I feel that there is potential to employ more civilian assistants within the Air Traffic Control environment. If the right people are selected, in my experience they are more than capable of performing everything that is required of them. The crux of the problem is recruiting the right people. I have seen the problems caused when an unsuitable person is recruited and the subsequent mismanagement of the situation. Saying that, I don't see any more problems with civvies than service people. The big point in their favour is that they are very cheap to employ. At a guess they are on about 2/3rds of the pay of an SAC. I suppose it's ok if someone has a military pension to bolster the wage or it's a second income into the household but as a single source of income I would think that many would struggle.

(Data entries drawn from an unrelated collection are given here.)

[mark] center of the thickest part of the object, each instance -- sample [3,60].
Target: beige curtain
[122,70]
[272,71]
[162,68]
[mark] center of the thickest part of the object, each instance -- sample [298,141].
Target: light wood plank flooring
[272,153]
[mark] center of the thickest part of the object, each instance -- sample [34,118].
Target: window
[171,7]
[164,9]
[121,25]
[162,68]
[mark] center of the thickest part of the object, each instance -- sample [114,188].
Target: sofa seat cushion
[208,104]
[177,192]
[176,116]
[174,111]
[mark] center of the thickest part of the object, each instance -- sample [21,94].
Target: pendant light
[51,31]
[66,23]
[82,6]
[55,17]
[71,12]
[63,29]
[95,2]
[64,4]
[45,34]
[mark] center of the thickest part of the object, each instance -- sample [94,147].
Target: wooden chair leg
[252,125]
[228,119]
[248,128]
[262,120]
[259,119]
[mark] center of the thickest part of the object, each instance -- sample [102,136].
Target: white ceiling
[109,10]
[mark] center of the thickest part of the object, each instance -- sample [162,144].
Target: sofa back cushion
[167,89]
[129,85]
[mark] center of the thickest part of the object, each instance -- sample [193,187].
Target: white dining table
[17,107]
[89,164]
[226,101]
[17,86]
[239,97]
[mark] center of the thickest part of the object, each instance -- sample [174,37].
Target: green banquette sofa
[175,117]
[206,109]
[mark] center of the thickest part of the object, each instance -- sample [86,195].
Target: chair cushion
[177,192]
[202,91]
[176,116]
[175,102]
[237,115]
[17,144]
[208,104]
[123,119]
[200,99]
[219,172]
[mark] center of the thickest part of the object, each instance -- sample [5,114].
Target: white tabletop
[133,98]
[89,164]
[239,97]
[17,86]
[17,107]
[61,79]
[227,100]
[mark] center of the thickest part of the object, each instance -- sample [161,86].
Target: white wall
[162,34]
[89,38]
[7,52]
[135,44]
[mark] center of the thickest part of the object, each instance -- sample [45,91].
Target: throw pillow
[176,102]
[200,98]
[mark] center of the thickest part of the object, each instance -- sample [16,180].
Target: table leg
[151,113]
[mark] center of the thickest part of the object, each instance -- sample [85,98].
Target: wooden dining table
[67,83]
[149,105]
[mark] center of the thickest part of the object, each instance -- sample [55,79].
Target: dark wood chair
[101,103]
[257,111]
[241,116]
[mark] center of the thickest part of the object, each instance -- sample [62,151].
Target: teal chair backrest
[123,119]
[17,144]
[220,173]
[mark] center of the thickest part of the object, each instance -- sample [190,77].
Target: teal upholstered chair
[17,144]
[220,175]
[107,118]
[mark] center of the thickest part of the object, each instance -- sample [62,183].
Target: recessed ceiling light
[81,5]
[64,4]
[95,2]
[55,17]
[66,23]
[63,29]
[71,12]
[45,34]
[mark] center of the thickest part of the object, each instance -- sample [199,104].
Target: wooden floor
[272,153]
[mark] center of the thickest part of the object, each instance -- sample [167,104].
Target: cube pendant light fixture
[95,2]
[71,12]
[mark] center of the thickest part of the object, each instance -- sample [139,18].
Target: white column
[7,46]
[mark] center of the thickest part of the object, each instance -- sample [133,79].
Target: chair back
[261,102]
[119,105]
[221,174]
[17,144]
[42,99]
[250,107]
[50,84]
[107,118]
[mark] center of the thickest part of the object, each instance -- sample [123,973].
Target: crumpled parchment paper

There are lots of downsides. A civvie only has to give 28 days notice to resign, and some have just walked out never to return. To recruit a civvie will take between 4 and 6 months, getting them on a FOTF course is another problem. They are only contracted to work 37 1/2 hours per week, working that into a shift pattern can be a problem. Obtaining authorisation for overtime, in my experience is very difficult. They are employed to carry out set duties, how this is interpreted buy each unit, I'm sure varies but I'm sure that some of the "gash jobs" that the military assistants get told to do would not be done by civvies. As they are employed to work in Air Traffic Control there is not flexibility to lend them to another section to help them out with a manning problem.
The other big problem is the culture of the system that civvies go into. Some civvies have no experience of the military and do not understand the obsession with rank and status. Other ex military assistants relish the opportunity to ignore rank. There are people in the FOM and Controlling side of things that do little to hide there dislike of civilian assistants. I can think of a couple of examples. A FOM who actively campaigned to get civilian posts disestablished through a series of backhanded manouvers. I don't know what his motivation was but I felt that because he didn't have that same opportunity to manipulate the civvies as he did the service people. He wasn't as clever as he thought he was and eventually kicked out of the Tower in tears, but that's another story. The other example was a Branch Officer Flt Lt who couldn't accept that the RAF wasn't the same organisation it was in 1974. His constant complaining did nothing for building teamwork. I haven't talked to him since he decided that life would be easier as an AVO. Double standards strike again.
I'm sure that there are a whole range of other problems associated with employing civvies but if it helps with maintaining the continuity of experience and easies demands on the service people, why not?